There are two weekly bazaars (Monday and Friday) organized in Islamnagar at Purana Daak khana road (old Post office road) since independence. 

These weekly bazaars gives opportunity to local farmers of nearby villages. These farmers sells fresh vegetables, fruits, Jaggery and other house-hold daily need products to consumers directly without any mediators.

Tourism
Islamnagar is surrounded by many pilgrimage places mainly historical temples. These temples are point of attraction for tourists from all over India.

Apart from ancient Bankhandi mahadev mandir, there are some other ancient temples at nearby areas like Shiv Mandir of Pinauni.

This temple has very big Shiv ling and it is believed that this temple was built during "Mahabharata" period built and worshipped by "Pandavas" while roaming in jungles.

Culture
In Islamnagar, both Hindus and Muslims live in harmony and participate in each other's functions, festivals and rituals.

Hindus do participate in "Ramlila" followed by "Dusshera mela" at the heart of the city in the main bazaar. A permanent Ramlila stage is there with permission from Nagar Panchayat in this regard.

"Kaali Khelna" is being performed by different Akhadas during Navratris. "Ram Baarat" and "Ram Bharat Milaap" along with "Rajgaddi" is played and performed during Ramlila. 

Shravan maas is celebrated with joy and devotion as many local youths go up to "Haridwar" and "Rajghat" to fetch "Ganga Jal" while concluding the "Jalabhishek" at "Shri Bankhandi Mahadev" mandir.
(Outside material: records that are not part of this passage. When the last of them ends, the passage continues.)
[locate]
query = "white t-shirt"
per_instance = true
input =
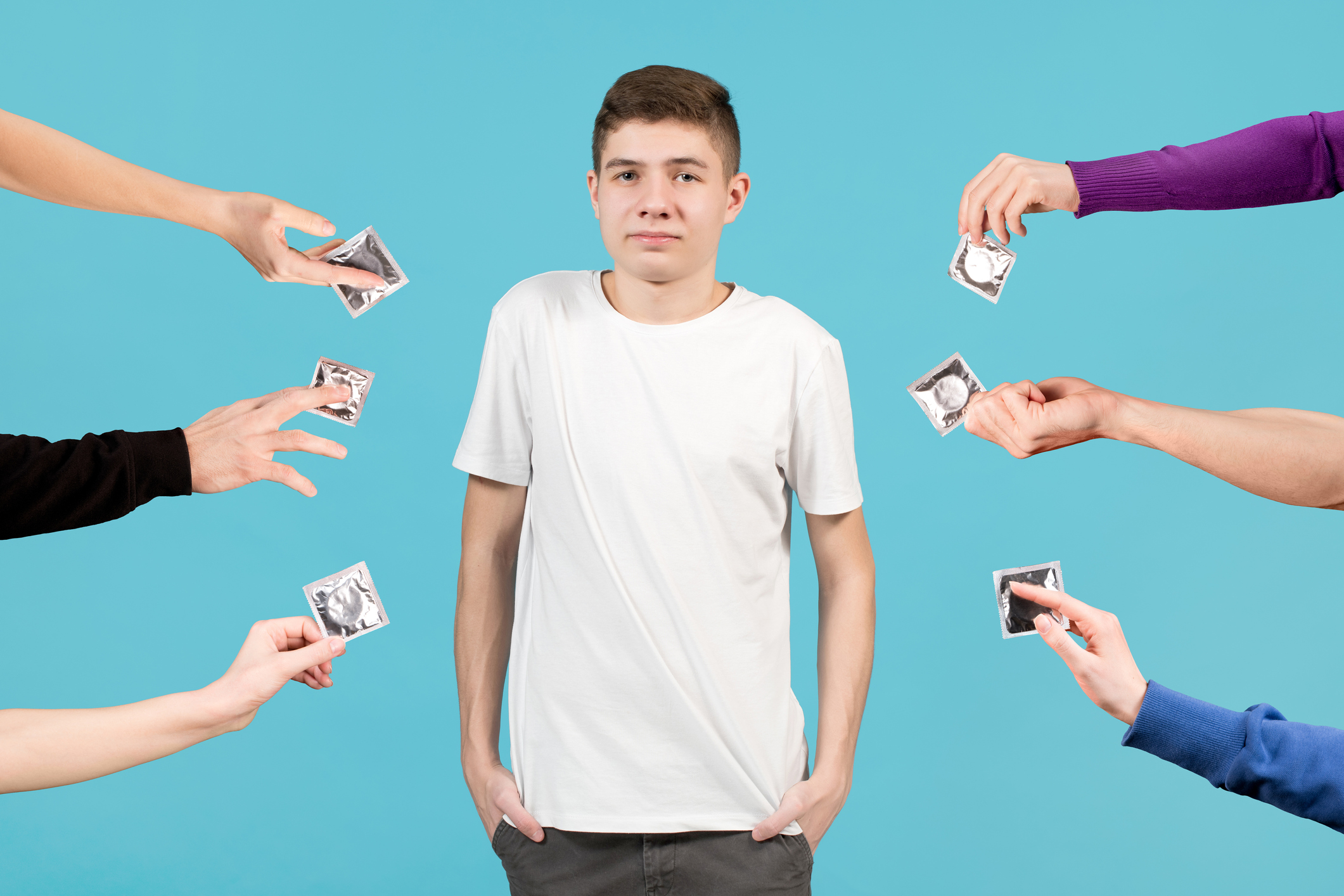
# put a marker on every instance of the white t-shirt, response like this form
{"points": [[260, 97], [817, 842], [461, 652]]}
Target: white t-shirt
{"points": [[650, 668]]}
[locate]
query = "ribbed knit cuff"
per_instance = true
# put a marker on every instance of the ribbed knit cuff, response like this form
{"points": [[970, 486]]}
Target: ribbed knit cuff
{"points": [[1193, 734], [162, 465], [1124, 183]]}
Muslims do celebrate Eid and Moharaam with full devotion. Annual "Urs Mela" is organised at Peer Baba dargah Jyarat.

Education
For good primary education most of the children from city attends schooling in nearby towns at Chandausi and Bahjoi, these two nearby cities had good English medium institutions affiliated to CBSE board.

Apart from this Islamnagar has some intermediate colleges for both boys and girls affiliated to U P Board.

Infrastructure
Islamnagar has assorted trade facility and local traders display their goods, vegetables, spices, jaggary, etc during weekly bazaars on mondays and fridays respectively.

There is a big Arya Samaj Dharamshala in the main market in the heart of city, where marriages and other religious rituals are performed.

Despite main point of attraction in political arena, there are no such industries in and around Islamnagar. 

There is very good connectivity to New Delhi (Anand Vihar ISBT) along with Badaun, as U.P State road transport corporation runs good number of buses at every 30-45 mins to both these destinations.

In past, Islamnagar police station (Thana) was located in the heart of town, which is now converted into a Police chowki. 

The new police station is now relocated at Bahjoi road near "Block". 

Primary health centre of Islamnagar is located at "Lalbagh".

The proposed Railway station of Islamanagar will be named as "Bankhandi Road" and shall be constructed at "Kandarpur" village near Bankhandi Mahadev Mandir. Land adhigrahan survey was already conducted almost 15 years back. This railway station will be approx 3 km away from main city.

Banks and ATMs
In 2017, State Bank of India was relocated to "Mughal mohalla" near "Lal Bagh".

The IFSC Code of SBI Islam nagar is SBIN0001696. The MICR code is 202002105.

This is the biggest SBI branch in entire district Badaun with approx 15000 square feet area.

State Bank of India, Gramin Bank and Punjab National Bank have branches in Islamnagar with ATM facilities are provided to citizens.

ICICI Bank and HDFC Bank had already made survey to open their branches in Islamnagar and if things went well new branches of these private banks shall be opened in Islamnagar by 2026.

Demographics
As of 2011 India census, Islamnagar block had a population of ;1,80,465.and Islamnagar city population of 67883. The Malesnstitute 51% of the population and females 49%. Islamnagar has an average literacy rate of 57%, lower than the national average of 67.5%: male literacy is 46%, and female literacy is 40%. There are 54 villages in islamnagar block.